Monday, June 5, 2006

Can Tigers handle lead role?

After two disappointing postseason exits by the Detroit Red Wings and Detroit Pistons, respectively, the stage is set for the Detroit Tigers to captivate our summer with a feeling Detroit sports fans have long forgotten: a Pennant chase. I, for one, can’t tell you what meaningful late summer baseball means.

Check that.

I can’t tell you what meaningful summer baseball means, period.

The last time the Tigers played a postseason playoff game, I was still a week away from making my debut on this Earth. And this whole winning thing isn’t only a new thing to us. Only two of these Tigers (Magglio Ordonez, Pudge Rodriguez) have experienced playoff baseball.
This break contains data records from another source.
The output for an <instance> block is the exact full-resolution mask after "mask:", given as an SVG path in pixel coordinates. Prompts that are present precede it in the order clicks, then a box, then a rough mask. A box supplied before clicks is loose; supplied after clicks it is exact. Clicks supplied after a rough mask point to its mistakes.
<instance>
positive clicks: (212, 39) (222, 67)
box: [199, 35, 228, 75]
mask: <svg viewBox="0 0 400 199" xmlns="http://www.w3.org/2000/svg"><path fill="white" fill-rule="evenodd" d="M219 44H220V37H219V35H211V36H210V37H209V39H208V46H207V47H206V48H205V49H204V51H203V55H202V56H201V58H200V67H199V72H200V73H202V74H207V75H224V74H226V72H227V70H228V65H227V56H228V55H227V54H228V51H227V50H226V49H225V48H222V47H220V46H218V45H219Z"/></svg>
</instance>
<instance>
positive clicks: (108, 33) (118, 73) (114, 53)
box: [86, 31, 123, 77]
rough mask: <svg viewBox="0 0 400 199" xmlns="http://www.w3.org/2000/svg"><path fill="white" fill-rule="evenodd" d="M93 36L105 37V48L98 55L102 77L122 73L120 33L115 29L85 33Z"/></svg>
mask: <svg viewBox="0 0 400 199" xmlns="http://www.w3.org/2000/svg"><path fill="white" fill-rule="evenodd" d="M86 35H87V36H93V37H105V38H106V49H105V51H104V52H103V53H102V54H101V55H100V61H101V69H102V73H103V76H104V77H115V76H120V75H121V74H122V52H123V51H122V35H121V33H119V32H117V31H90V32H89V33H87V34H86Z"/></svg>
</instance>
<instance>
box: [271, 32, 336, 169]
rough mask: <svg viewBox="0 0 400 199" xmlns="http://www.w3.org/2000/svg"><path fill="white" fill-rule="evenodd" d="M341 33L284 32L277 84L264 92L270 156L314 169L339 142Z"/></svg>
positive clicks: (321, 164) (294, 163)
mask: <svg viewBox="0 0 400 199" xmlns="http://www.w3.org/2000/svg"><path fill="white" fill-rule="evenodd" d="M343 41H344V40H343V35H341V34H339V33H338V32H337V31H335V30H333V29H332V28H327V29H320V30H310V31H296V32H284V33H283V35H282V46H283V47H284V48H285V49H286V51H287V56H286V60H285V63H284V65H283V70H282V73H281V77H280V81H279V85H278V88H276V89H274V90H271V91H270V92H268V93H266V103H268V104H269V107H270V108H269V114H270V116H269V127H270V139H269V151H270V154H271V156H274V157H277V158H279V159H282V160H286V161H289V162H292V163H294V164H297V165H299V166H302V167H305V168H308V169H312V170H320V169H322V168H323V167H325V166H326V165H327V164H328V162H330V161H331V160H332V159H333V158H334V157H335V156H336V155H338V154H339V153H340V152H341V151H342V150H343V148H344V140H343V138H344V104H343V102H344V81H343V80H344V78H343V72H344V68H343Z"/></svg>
Justin Verlander, arguably the Tigers best pitcher to date, and Joel Zumaya, are rookies. This is Curtis Granderson’s first big league season. We still don’t know how Chris Shelton will hold up in his first season as a full time starter.

Judging by the first half of their highly publicized test against the New York Yankees and Boston Red Sox, there’s still some work to do.

The Tigers started off 2-5 against New York and Boston, and should have been no worse than 4-3. Stranded opportunities and poor clutch pitching ultimately cost them two wins. Against Yankee pitching on May 30, the Tigers left 7 runners on base in the 1st and 8th innings, both times having the bases loaded with no outs.

There is no excuse for not pushing one run across in the first, as this would have given Roman Colon, in his spot start for the injured Mike Maroth, some breathing room and confidence. In the eighth, when the go ahead run was 90 feet away and the pressure was on, Granderson and Placido Polanco could not deliver. The Yankees took over in the 11th, after a Jason Giambi solo shot off Todd Jones and defensive miscues.

Jones dropped the ball yet again Friday night.

A two run home run off the bat of Kevin Youkilis gave Jones his second blown save and the series was opened on the wrong foot, a game that should have been won. After the previous night’s comeback, with Carlos Guillen’s walk-off single in the 10th, a wave of momentum to begin the Boston series would have been the Tigers ally once again.

This first place team is now the main attraction in town, and will continue to be throughout the fall if they keep playing good baseball. But with the added fame comes added pressure, not only from the fans and media, but from a team that sits 2 ½ games behind them in the A.L. Central standings. A team that has experience, something the Tigers do not have.

The Chicago White Sox host the Tigers in a 3 game series, starting tomorrow. After getting swept the first time these teams met, it’s critical that they get a series victory this time around, or the pressure is amplified once again.

1 comment:

Anonymous said...

i think you are a great writer fenech...for should go into it!